Why are theorems stated for $u(X)$ instead of just $X$? In Introduction to Mathematical Statistics by Hogg and Craig, they state the generalization of Chebyshev's Inequality as:
Let $u(X)$ be a nonnegative function of the random variable $X$.  If $E[u(X)]$ exists, then, for every positive constant $c$, $\displaystyle Pr[u(X) \geq c] \leq \frac{E[u(X)]}{c}$.  
Why do they state this for $u(X)$ instead of just $X$?  Is it just a matter of preference for applying the theorem later, or is it actually more general for some reason?  It seems like you can just make the substitution $Y=u(X)$.
 A: As mentioned in the comments, it is no more general to state it with $u(X)$ where $u$ is a non-negative function, or for $X$ where $X$ is assumed to be non-negative.
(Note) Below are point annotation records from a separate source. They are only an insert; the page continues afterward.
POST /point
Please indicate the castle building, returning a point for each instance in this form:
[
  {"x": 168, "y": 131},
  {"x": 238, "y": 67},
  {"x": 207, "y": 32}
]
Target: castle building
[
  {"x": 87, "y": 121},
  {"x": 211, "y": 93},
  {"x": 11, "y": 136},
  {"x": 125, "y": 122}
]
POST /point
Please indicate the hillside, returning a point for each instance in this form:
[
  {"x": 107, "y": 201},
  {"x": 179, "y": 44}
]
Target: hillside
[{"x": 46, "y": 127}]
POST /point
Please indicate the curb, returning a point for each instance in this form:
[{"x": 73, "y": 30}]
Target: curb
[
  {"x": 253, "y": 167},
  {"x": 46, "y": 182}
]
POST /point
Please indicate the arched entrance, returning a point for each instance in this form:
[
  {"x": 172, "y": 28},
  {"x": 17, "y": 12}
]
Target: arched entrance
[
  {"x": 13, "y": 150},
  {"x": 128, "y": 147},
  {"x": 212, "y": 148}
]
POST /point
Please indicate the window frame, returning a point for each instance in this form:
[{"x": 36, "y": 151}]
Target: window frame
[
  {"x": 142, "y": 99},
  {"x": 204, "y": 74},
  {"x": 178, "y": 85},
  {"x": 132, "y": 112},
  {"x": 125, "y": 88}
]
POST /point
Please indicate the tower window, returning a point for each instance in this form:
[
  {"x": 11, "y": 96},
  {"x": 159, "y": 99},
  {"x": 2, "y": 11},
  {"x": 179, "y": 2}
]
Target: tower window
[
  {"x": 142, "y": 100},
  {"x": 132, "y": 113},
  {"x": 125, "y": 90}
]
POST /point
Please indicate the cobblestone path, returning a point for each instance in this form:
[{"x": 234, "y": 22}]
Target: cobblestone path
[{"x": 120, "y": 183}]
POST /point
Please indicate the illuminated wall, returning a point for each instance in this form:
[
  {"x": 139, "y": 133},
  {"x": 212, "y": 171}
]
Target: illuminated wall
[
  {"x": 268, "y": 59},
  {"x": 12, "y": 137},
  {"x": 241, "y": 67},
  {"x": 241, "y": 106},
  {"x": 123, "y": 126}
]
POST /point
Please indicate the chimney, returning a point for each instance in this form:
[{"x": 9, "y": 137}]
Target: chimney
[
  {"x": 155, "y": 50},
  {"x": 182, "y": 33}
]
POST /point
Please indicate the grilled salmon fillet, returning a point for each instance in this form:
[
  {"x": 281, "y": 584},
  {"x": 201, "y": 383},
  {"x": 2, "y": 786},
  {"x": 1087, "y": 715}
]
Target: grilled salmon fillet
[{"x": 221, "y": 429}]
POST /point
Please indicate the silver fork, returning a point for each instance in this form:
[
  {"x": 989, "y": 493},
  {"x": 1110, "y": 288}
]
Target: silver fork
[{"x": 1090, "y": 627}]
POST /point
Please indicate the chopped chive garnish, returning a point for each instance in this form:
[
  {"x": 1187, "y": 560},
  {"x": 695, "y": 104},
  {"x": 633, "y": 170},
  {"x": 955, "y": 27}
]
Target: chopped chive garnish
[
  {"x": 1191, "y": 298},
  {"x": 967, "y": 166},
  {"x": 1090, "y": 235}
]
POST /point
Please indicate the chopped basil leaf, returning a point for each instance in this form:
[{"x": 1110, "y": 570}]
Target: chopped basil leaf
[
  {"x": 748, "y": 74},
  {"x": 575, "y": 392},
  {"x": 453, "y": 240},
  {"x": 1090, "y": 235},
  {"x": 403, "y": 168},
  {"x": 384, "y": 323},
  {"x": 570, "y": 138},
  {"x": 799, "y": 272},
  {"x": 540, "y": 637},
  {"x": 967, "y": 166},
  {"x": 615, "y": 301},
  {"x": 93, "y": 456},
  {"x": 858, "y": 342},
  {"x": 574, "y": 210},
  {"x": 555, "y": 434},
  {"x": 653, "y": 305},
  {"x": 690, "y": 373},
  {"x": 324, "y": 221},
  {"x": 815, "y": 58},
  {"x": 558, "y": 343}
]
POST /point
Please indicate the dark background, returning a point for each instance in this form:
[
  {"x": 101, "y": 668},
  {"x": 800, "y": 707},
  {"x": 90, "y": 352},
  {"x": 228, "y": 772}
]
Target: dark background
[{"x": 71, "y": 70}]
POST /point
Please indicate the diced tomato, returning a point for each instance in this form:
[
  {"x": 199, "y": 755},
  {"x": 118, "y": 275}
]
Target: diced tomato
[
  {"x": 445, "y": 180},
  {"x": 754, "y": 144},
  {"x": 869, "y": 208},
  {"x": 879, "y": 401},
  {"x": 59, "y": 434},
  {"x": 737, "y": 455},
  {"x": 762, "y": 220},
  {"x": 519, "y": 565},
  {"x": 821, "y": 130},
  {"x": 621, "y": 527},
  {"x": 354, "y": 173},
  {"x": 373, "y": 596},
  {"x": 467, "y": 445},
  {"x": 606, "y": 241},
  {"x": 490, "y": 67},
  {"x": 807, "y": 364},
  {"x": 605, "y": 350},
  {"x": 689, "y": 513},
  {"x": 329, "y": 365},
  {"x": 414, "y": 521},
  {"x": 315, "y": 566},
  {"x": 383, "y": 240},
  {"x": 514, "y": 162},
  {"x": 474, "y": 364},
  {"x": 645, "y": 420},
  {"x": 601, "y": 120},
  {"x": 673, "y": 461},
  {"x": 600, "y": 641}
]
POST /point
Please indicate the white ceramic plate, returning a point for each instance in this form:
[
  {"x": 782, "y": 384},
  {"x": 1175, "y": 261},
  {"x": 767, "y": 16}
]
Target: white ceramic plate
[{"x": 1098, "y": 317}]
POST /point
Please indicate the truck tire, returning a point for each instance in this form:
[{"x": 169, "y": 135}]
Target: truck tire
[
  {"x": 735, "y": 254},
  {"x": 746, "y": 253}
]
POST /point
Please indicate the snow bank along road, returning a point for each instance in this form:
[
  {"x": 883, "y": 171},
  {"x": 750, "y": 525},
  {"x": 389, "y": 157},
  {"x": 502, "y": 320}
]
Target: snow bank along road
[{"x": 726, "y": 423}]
One way to see this is that the family of all random variables expressible as $u(X)$ with the above conditions is seen to coincide with the family of all non-negative random variables. (It is easy to see this by using the fact that all random variables can be defined on the sample space $[0,1]$ by applying a measurable function to a uniform random variable.)
Now for the (psychological) question of why an author would state the inequality one way or the other: it is in order to ease the application later. There are 3 ways that this "generalized" Chebyshev inequality is used: for the "first moment method" (Markov's inequality) with $u(X)=|X|$, for the "second moment method" (Chevyshev's inequality) with $u(X)=X^2$, and for proving concentration inequalities by taking $u(X)=e^{tX}$ and optimizing over $t$ in the resulting bound (like proving Hoeffding/Azuma/Bernstein/etc concentration inequalities). In all three cases, one is proving an inequality for the random variable $X$, but along the way one is introducing an auxiliary random variable $u(X)$ and applying the basic inequality to that random variable. Now the "non-trivial" part of the argument is cooking up a suitable function $u(\cdot)$, so it makes sense to emphasize it.